Please join us and sign up via the link below or via this link if the embed below doesn’t work for you. Look forward to meeting many of you there.
Second quick plug: I updated our ‘Hot Box’ with some other content I’ve been enjoying across the interwebs, some climate, sustainability, and energy-related, some simply stimulating in other veins. Check it out here! (and in case you don’t know what the ‘Hot Box’ is, well, a) check it out and b) it’s functionally a place for me to regularly share additional curated information that I think is worth your time in a non-email format.
Beyond that, here’s all that caught my eye in energy and sustainability circles last week:
ONE STORY IN A SENTENCE AND A CHART
• It’s not just light-duty road transport, the electric semis are coming, too: In China, more heavy electric trucks were sold in H1 of this year than in all of 2024. Link.

NEWS, DATA, AND HEADLINES
• China installed 256 GW of solar capacity in the first half of 2025, more than twice what the rest of the world combined installed (124 GW). It also drove 164% year-over-year growth in battery energy storage project registrations, adding 139.6 GWh of storage in July alone. Link. Link.

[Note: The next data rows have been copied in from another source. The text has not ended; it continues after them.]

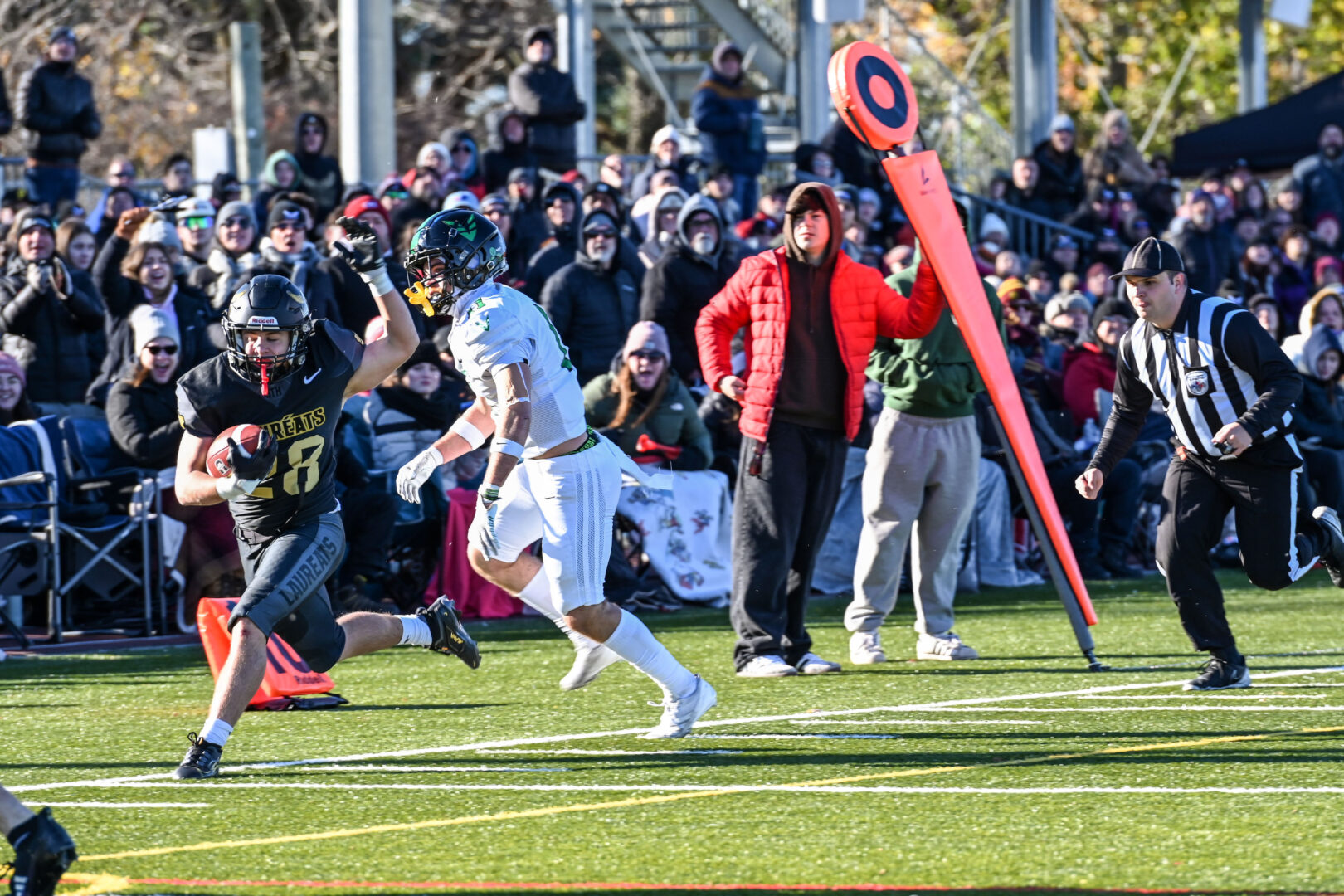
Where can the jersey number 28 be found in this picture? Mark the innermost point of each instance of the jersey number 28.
(303, 464)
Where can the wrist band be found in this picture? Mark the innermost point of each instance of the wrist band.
(502, 445)
(378, 281)
(468, 433)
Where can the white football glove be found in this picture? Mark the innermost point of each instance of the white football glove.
(231, 488)
(417, 472)
(481, 533)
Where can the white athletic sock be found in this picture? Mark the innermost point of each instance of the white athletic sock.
(633, 642)
(416, 631)
(216, 731)
(537, 594)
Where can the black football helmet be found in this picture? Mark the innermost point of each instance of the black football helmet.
(268, 303)
(470, 249)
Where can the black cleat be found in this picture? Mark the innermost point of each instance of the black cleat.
(1220, 674)
(449, 635)
(202, 761)
(1332, 553)
(41, 856)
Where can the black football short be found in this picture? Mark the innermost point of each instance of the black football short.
(285, 587)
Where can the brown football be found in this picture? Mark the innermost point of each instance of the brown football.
(245, 434)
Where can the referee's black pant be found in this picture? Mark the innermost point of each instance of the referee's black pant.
(1280, 540)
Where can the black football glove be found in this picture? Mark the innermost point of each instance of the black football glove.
(257, 465)
(359, 247)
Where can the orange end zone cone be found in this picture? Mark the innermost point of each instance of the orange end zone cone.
(286, 674)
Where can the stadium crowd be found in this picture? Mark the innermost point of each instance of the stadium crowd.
(101, 309)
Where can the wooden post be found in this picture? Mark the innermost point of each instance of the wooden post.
(249, 112)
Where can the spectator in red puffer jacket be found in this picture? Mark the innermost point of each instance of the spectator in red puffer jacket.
(1092, 364)
(812, 319)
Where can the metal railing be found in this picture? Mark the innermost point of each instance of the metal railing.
(1029, 234)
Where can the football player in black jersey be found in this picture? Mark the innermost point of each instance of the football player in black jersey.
(290, 375)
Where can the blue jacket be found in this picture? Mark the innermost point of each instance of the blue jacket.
(728, 119)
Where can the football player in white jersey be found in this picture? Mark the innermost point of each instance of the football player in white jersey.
(550, 476)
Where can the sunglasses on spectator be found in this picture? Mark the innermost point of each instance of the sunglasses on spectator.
(650, 355)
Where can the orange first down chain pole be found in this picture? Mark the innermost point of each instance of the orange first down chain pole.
(874, 97)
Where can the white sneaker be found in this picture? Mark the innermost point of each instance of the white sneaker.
(813, 665)
(587, 664)
(866, 648)
(679, 715)
(767, 666)
(944, 646)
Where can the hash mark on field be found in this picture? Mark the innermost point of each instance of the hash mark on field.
(713, 723)
(616, 752)
(1205, 696)
(99, 805)
(917, 722)
(474, 768)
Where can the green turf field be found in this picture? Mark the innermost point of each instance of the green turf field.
(1011, 772)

• Somewhat surprisingly, BYD reported a 30% drop in quarterly profit, its first decline in over three years, as price wars in China's EV market intensify. This profit turn down comes despite the company's robust overseas sales growth, including ~50% growth in markets like Brazil, Australia, and Europe. Link.
• Another one bites the dust: Natron Energy announced it is shutting down operations and won’t build its previously planned $1.4 billion sodium-ion battery factory in North Carolina, adding to the growing list of clean tech manufacturing cancellations in the United States. The company had raised more than $370 million, including a recent $55 million Series F-II round completed just five months ago in April. Building domestic manufacturing supply chains is hard! Link. Link.
• A federal appeals court ruled 2-1 that the EPA can legally cancel $20 billion in Greenhouse Gas Reduction Fund grants to nonprofits issued under the Inflation Reduction Act, though recipients can seek damages in federal claims court. Link.
• U.S. Immigration and Customs Enforcement detained 450 workers, including 30 South Koreans with valid visas, at the Hyundai-LG battery plant construction site in Georgia, potentially disrupting the state's largest industrial investment project. South Korea's foreign ministry expressed concern that Korean nationals' rights "must not be unjustly violated" during U.S. law enforcement after the Georgia battery plant raid, with the consulate forming a legal team including Korean American lawyers. As of Sunday, South Korea and the U.S. appear to have reached a deal to at least release the detained workers…Still, so much for making American manufacturing great again… Link. Link. Link.
• Oil major ConocoPhillips announced plans to cut 25% of its 13,000-person workforce as CEO Ryan Lance admitted prioritizing acquisitions over cost control made the company less competitive. Layoffs will begin as early as November 10. Hard to read between the lines here, and I wouldn’t read this as a near-term signal that oil demand globally or in the U.S. will peak. But noteworthy nonetheless. Link.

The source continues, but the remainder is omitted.